The numbers of rostral-GFP(+) cells and caudal-GFP(+) cells differentiating into neurons in vitro were quantified by counting cells displaying neuron-like shape with an extended axon of at least 40 µm. We randomly chose a 2.25 cm2 area in the culture cell dish to count cells (n = 6 at each examined time point).

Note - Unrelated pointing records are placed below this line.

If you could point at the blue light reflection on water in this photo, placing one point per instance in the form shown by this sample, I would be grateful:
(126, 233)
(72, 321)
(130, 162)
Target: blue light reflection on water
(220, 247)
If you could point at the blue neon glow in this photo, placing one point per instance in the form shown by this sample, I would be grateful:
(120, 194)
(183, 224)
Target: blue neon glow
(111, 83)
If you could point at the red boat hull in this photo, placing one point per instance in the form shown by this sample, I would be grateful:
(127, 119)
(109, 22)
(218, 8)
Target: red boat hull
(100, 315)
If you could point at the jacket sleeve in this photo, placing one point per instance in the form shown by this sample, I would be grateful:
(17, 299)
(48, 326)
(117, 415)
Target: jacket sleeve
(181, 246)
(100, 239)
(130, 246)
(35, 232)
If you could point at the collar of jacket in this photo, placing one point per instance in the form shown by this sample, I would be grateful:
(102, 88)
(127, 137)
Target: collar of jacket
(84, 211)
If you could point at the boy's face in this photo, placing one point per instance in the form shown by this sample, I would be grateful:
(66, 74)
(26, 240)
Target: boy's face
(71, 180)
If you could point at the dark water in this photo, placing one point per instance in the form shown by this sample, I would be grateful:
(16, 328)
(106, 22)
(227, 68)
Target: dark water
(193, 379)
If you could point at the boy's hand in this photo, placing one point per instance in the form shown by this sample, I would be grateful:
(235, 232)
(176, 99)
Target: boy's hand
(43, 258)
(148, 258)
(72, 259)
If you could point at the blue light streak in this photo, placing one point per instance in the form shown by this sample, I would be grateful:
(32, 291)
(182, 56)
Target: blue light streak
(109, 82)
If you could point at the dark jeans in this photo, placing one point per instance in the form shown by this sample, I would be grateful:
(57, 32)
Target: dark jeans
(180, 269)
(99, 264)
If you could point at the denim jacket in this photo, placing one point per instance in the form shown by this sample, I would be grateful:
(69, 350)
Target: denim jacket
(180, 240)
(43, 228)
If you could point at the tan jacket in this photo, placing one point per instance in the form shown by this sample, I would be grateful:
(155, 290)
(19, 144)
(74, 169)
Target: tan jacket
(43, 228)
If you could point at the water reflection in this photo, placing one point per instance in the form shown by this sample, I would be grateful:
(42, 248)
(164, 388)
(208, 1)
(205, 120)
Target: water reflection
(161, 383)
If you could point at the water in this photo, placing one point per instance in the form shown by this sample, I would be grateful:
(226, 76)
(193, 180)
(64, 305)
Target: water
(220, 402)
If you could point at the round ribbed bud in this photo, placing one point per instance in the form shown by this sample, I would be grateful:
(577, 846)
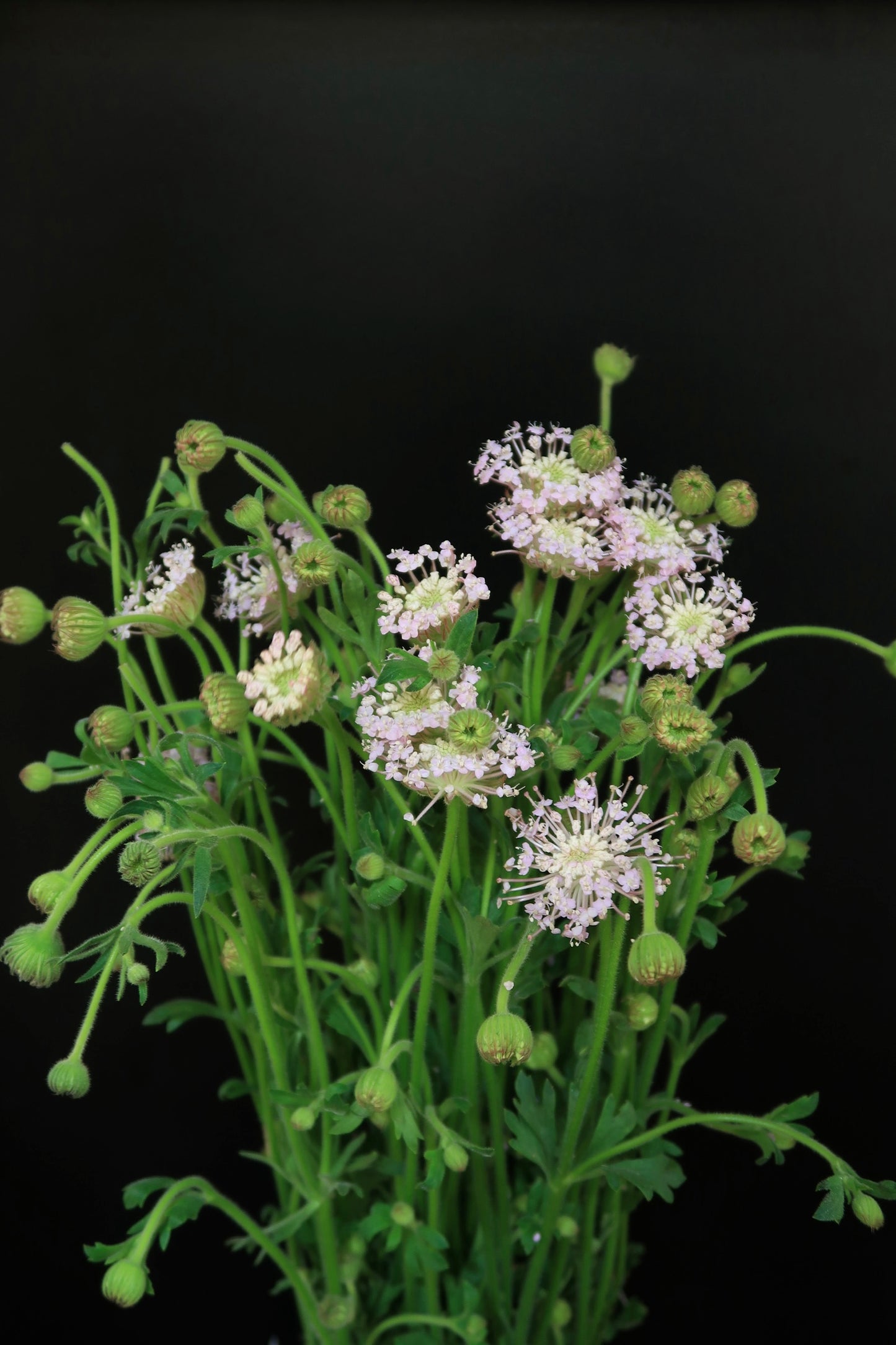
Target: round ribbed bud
(613, 365)
(656, 958)
(376, 1088)
(867, 1211)
(633, 730)
(471, 730)
(47, 888)
(456, 1157)
(139, 862)
(78, 628)
(692, 491)
(737, 503)
(69, 1079)
(249, 514)
(366, 972)
(663, 690)
(544, 1052)
(102, 798)
(223, 700)
(303, 1118)
(758, 838)
(313, 563)
(641, 1012)
(683, 728)
(504, 1040)
(37, 777)
(112, 726)
(343, 506)
(444, 665)
(22, 615)
(124, 1284)
(200, 445)
(706, 795)
(592, 450)
(33, 954)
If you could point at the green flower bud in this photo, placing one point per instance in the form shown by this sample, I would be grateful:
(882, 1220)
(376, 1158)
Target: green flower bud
(656, 958)
(303, 1118)
(758, 838)
(22, 617)
(223, 700)
(102, 798)
(456, 1157)
(504, 1040)
(737, 503)
(664, 690)
(544, 1052)
(33, 954)
(641, 1011)
(592, 450)
(692, 491)
(139, 862)
(78, 628)
(37, 777)
(47, 888)
(199, 445)
(249, 514)
(613, 365)
(69, 1079)
(867, 1211)
(112, 726)
(683, 728)
(315, 564)
(376, 1088)
(343, 506)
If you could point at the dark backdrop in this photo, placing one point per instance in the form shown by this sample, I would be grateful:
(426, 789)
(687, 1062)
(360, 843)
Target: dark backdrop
(368, 238)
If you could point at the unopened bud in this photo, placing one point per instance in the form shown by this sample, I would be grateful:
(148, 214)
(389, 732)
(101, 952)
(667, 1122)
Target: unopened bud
(737, 503)
(199, 445)
(656, 958)
(22, 617)
(504, 1040)
(758, 838)
(692, 491)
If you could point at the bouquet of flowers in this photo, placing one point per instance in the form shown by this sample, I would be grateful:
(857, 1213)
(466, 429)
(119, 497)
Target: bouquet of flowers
(457, 1022)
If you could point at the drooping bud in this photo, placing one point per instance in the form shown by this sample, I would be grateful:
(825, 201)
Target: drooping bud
(199, 445)
(112, 726)
(758, 838)
(692, 491)
(663, 690)
(78, 628)
(656, 958)
(504, 1040)
(737, 503)
(683, 728)
(37, 777)
(376, 1088)
(22, 617)
(102, 798)
(641, 1011)
(592, 450)
(69, 1079)
(343, 506)
(223, 700)
(33, 954)
(139, 862)
(124, 1284)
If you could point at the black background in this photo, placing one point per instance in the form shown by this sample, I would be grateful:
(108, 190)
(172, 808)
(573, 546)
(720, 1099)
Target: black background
(368, 238)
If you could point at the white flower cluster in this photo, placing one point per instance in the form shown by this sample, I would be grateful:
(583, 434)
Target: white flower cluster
(434, 740)
(251, 591)
(578, 856)
(432, 602)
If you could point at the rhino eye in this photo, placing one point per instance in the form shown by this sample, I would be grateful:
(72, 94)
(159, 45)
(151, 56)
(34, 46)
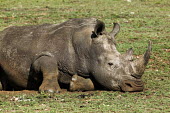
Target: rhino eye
(110, 64)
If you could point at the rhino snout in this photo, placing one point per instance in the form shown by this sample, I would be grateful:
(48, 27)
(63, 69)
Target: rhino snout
(132, 85)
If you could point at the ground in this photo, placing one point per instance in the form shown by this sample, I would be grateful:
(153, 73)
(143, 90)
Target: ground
(140, 20)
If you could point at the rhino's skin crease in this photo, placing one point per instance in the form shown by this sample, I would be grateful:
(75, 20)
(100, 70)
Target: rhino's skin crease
(42, 57)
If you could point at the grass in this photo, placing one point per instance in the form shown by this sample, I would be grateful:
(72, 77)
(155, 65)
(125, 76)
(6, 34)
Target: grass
(140, 20)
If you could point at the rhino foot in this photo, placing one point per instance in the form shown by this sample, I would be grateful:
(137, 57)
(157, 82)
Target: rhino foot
(81, 84)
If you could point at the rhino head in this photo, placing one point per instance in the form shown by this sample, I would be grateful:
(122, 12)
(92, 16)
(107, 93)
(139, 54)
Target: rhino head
(111, 69)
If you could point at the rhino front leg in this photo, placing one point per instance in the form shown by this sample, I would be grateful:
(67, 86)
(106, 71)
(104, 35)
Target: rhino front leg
(48, 67)
(79, 83)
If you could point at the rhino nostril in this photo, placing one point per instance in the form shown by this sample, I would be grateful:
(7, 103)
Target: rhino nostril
(128, 84)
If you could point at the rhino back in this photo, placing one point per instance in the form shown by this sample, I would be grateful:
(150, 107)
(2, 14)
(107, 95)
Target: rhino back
(21, 46)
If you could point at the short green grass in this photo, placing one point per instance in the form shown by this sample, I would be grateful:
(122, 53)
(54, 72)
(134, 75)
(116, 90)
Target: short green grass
(140, 20)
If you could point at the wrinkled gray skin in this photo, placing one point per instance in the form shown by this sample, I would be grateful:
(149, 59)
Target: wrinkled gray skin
(39, 57)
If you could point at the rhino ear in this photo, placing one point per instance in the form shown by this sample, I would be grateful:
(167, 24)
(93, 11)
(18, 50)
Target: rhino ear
(116, 29)
(99, 28)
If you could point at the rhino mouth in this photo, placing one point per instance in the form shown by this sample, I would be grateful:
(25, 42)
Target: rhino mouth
(132, 85)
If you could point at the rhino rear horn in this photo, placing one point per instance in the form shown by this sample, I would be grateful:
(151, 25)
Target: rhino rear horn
(115, 31)
(129, 54)
(99, 28)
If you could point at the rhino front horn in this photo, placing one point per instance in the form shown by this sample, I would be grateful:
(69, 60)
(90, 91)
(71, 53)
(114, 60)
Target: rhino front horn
(115, 31)
(140, 64)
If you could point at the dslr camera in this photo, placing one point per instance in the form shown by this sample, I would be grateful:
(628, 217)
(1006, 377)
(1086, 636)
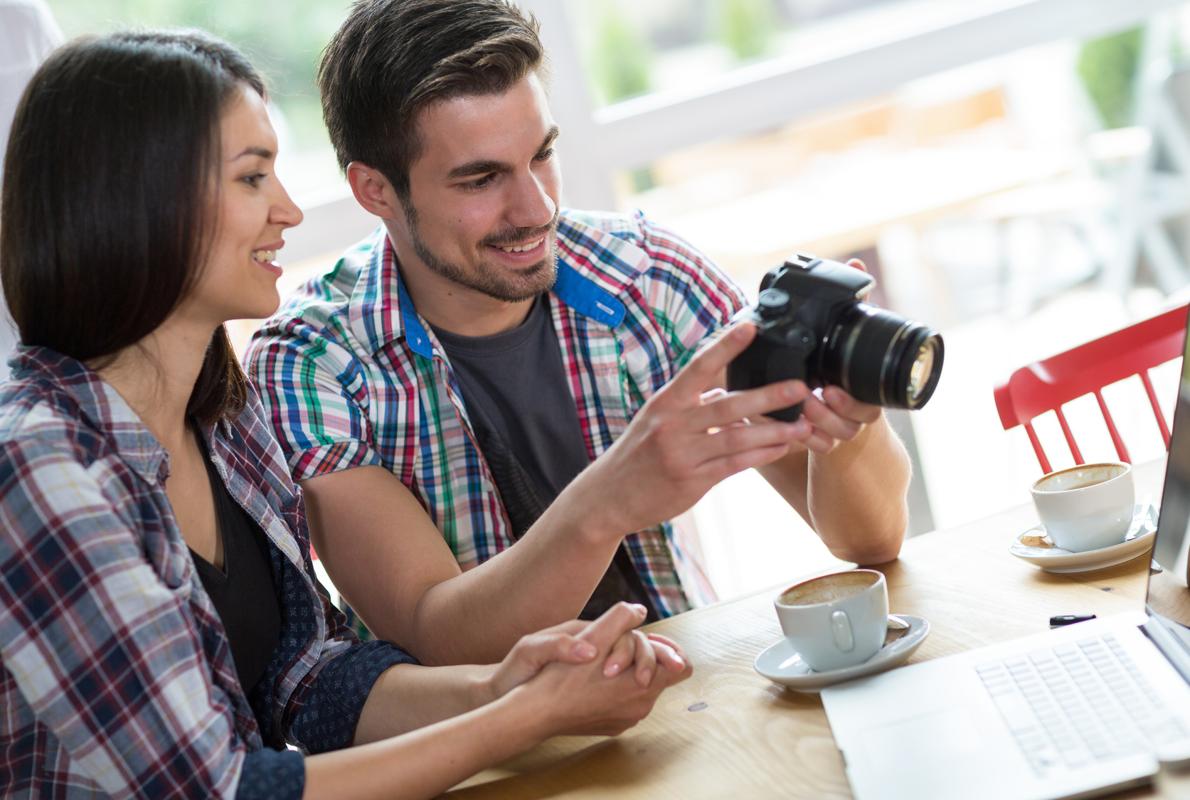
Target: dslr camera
(813, 325)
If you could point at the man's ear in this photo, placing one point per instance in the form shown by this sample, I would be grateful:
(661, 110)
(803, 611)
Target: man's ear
(373, 191)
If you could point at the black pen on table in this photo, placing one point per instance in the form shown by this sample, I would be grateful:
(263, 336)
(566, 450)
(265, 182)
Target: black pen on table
(1069, 619)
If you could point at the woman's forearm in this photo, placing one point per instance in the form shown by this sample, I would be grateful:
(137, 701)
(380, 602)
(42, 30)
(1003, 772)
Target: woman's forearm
(426, 762)
(407, 697)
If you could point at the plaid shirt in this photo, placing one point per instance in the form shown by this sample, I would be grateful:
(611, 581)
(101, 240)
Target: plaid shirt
(352, 375)
(116, 676)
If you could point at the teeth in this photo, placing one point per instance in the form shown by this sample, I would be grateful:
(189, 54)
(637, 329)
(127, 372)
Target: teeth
(523, 248)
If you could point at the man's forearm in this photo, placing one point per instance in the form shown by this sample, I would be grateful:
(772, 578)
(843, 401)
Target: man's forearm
(857, 495)
(546, 579)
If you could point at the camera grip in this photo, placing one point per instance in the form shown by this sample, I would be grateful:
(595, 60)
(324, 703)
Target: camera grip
(763, 363)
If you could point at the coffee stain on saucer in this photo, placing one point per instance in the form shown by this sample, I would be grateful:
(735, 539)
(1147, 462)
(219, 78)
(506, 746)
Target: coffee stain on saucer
(1035, 539)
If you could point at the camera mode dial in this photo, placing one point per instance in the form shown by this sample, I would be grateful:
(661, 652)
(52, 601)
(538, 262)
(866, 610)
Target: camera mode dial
(772, 304)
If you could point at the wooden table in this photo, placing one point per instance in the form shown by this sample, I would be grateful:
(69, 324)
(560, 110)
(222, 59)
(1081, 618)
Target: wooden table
(728, 732)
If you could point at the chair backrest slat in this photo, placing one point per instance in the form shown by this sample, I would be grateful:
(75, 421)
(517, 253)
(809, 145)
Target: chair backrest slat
(1048, 383)
(1122, 451)
(1156, 406)
(1070, 437)
(1037, 448)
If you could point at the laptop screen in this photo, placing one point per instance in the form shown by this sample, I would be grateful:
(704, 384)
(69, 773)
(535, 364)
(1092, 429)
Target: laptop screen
(1167, 593)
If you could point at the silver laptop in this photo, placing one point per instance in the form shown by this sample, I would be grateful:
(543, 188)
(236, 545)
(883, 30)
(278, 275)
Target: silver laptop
(1072, 712)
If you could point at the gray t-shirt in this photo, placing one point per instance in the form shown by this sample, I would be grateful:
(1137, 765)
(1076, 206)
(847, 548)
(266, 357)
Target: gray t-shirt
(515, 392)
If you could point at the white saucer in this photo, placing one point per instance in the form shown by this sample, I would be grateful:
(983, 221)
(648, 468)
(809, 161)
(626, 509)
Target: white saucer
(1056, 560)
(782, 664)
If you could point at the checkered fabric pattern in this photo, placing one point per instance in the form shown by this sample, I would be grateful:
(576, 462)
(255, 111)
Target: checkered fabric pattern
(116, 675)
(351, 375)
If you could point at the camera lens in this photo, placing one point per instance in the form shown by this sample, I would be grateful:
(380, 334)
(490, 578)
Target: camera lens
(880, 357)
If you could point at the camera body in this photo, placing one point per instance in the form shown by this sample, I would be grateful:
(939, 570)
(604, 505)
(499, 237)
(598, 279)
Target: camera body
(812, 325)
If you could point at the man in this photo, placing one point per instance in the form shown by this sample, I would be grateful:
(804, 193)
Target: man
(488, 370)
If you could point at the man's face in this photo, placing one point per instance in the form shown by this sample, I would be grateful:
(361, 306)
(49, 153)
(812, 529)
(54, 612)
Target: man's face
(483, 194)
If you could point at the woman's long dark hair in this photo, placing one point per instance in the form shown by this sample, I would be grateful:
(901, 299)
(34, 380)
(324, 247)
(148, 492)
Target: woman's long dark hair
(108, 197)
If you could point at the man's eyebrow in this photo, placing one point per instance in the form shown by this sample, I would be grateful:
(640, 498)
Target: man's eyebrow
(263, 152)
(482, 166)
(476, 168)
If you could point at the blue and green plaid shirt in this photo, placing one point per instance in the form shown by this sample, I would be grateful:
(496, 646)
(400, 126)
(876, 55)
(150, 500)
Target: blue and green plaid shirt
(351, 375)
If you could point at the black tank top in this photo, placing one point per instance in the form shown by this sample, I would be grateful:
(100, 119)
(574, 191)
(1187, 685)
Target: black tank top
(243, 591)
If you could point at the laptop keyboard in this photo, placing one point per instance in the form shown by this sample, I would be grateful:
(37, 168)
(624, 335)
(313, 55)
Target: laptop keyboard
(1076, 702)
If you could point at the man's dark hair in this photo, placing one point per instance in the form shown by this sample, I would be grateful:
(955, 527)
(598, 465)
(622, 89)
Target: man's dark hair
(110, 197)
(390, 58)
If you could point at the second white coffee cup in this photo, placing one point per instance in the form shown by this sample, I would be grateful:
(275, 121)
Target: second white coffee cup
(835, 620)
(1088, 506)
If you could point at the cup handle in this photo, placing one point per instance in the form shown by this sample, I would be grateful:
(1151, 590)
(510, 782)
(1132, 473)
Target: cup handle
(840, 627)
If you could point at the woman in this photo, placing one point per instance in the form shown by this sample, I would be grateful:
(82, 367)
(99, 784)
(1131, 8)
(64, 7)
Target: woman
(160, 630)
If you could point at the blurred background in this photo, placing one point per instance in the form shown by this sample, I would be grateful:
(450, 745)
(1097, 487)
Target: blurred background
(1013, 172)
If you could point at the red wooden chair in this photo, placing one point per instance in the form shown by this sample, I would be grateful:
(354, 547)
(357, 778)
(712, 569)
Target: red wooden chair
(1048, 383)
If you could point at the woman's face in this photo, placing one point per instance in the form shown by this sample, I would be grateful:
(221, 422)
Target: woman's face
(239, 279)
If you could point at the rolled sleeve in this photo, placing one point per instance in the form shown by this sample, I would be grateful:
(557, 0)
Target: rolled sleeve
(315, 395)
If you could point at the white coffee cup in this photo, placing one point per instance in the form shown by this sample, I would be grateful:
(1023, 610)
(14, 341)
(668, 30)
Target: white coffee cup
(835, 620)
(1088, 506)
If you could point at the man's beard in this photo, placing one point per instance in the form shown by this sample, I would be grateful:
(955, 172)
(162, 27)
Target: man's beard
(490, 280)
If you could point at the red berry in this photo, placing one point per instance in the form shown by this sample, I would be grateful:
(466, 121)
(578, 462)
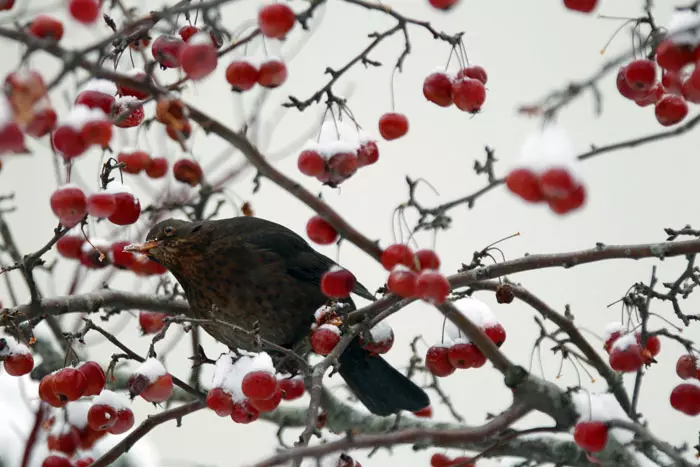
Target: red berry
(425, 412)
(292, 388)
(198, 59)
(557, 183)
(259, 385)
(241, 75)
(68, 203)
(626, 359)
(18, 364)
(102, 417)
(151, 321)
(686, 399)
(187, 31)
(427, 259)
(96, 100)
(368, 154)
(437, 361)
(443, 4)
(402, 281)
(432, 287)
(69, 384)
(220, 402)
(469, 94)
(95, 377)
(321, 231)
(474, 72)
(342, 166)
(272, 73)
(440, 460)
(276, 20)
(687, 366)
(128, 112)
(311, 163)
(671, 56)
(157, 168)
(134, 161)
(655, 94)
(97, 132)
(125, 420)
(41, 124)
(46, 27)
(269, 404)
(101, 204)
(159, 390)
(640, 74)
(128, 209)
(84, 11)
(244, 412)
(496, 333)
(437, 88)
(325, 338)
(166, 51)
(671, 110)
(591, 436)
(584, 6)
(337, 283)
(393, 125)
(188, 171)
(47, 393)
(68, 142)
(398, 254)
(121, 259)
(56, 461)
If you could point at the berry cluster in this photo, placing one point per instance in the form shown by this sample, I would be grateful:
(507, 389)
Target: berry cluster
(340, 150)
(625, 350)
(680, 81)
(98, 254)
(117, 203)
(415, 274)
(246, 385)
(442, 460)
(25, 108)
(151, 381)
(686, 396)
(546, 172)
(466, 89)
(16, 357)
(457, 352)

Neuronal extension measurements

We randomly selected 10 zebrafish from each group after lesser ablation of SrRCs at 54 hpi. Under 400-fold magnification of images (Zeiss LSM 780), we measured the length of axons using the algorithm in NeuronJ, which is an ImageJ software plugin, following the method described by Meijering et al. [64]. Briefly, each image was converted to an 8-bit tiff image, followed by tracing using the automated function in NeuronJ. The length of axons from rostral- and caudal-SrRCs was measured. In total, ten embryos were chosen to measure the length of extended axons, and an average was struck from these ten samples.

Statistical analysis

Unless otherwise indicated, each experiment was repeated at least three times. Animals were randomly assigned to different experimental groups, but no formal method of randomization was used. We used one-way ANOVA, followed by Dunn's multiple comparison test, or two-way ANOVA, followed by Student's t-test, for comparisons. Significance was determined at p value as indicated in the figure legends.